AGB
§ 1 Anwendbarkeit der AGB
a) Die AGB regeln die Geschäftsbeziehungen zwischen Tierheilpraktiker und Patient als Behandlungsvertrag im Sinne der §§ 611 ff BGB, soweit zwischen den Vertragsparteien Abweichendes nicht schriftlich vereinbart wurde.
b) Der Behandlungsvertrag kommt zustande, wenn der Patient das generelle Angebot des Tierheilpraktikers annimmt und sich zum Zwecke der Beratung, Diagnose und Therapie an ihn wendet.
c) Der Tierheilpraktiker ist berechtigt, einen Behandlungsvertrag ohne Angabe von Gründen abzulehnen. Der Honoraranspruch für bis dahin entstandene Leistungen bleibt bestehen.
§ 2 Inhalt und Zweck des Behandlungsvertrages
a) Der Tierheilpraktiker erbringt seine Dienste in Form von Beratung, Diagnose und Therapie.
b) Über Diagnose- und Therapiemethoden entscheidet der Patient nach umfassender Information frei.

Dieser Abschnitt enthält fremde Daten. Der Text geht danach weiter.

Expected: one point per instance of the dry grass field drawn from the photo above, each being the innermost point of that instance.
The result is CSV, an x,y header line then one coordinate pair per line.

c) Es werden auch Methoden angewendet, die schulmedizinisch nicht anerkannt sind. Ein Erfolg kann nicht garantiert werden.
d) Verschreibungspflichtige Medikamente dürfen nicht verordnet werden.
§ 3 Mitwirkung des Patienten
Eine aktive Mitwirkung ist nicht verpflichtend. Der Tierheilpraktiker kann die Behandlung abbrechen, wenn das Vertrauensverhältnis gestört ist.
§ 4 Honorierung des Tierheilpraktikers
a) Es gilt die beigefügte Preisliste, sofern keine individuelle Vereinbarung getroffen wurde.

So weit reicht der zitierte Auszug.